Erzbischof Haas veröffentlicht offenen Brief an die Regierung
In einem offenen Brief an die Regierung hat Erzbischof Wolfgang Haas seine Bedenken gegen die geplante Revision des Ehegesetzes deutlich zum Ausdruck gebracht.
In dem Schreiben, das sich auf den Vernehmlassungsbericht der Regierung vom 12. Juli 2023 bezieht, betont Erzbischof Wolfgang Haas die treue Wiedergabe der katholischen Lehrtradition zum christlichen Verständnis von Ehe und Familie. Er argumentiert, dass die Ehe als Treuebund zwischen Mann und Frau grundsätzlich auf die Weitergabe des menschlichen Lebens ausgerichtet sei. Eine Uminterpretierung dieses Ehebegriffs sei nicht akzeptabel und widerspreche den natürlichen Gegebenheiten des Menschseins.

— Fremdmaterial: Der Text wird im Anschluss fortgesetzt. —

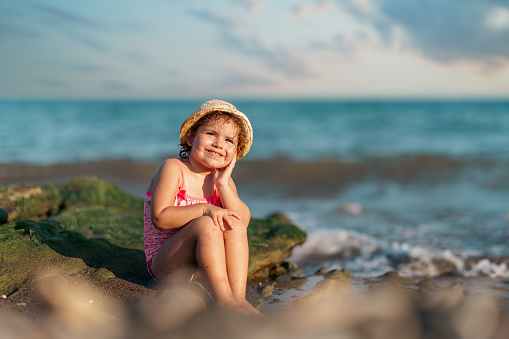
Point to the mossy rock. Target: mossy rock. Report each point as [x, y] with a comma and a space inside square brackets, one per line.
[23, 258]
[92, 191]
[101, 275]
[25, 201]
[47, 241]
[271, 241]
[124, 229]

Haas hebt auch die verfassungsrechtlichen Bedenken hervor und weist auf Artikel 37 Absatz 2 der Verfassung des Fürstentums Liechtenstein hin, der eine Zusammenarbeit von Staat und Kirche vorsieht. Eine Einführung der «Ehe für alle» würde aus seiner Sicht nicht mit dem ursprünglichen Geist der Verfassung übereinstimmen.
Ein weiterer kritischer Punkt, den der Erzbischof anspricht, betrifft die pädagogische Bedeutung der geplanten Neuerungen. Er befürchtet, dass eine «Normalisierung» gleichgeschlechtlicher Partnerschaften Auswirkungen auf die jüngere Generation haben könnte, insbesondere im Hinblick auf religiös verbrämte Unmoral.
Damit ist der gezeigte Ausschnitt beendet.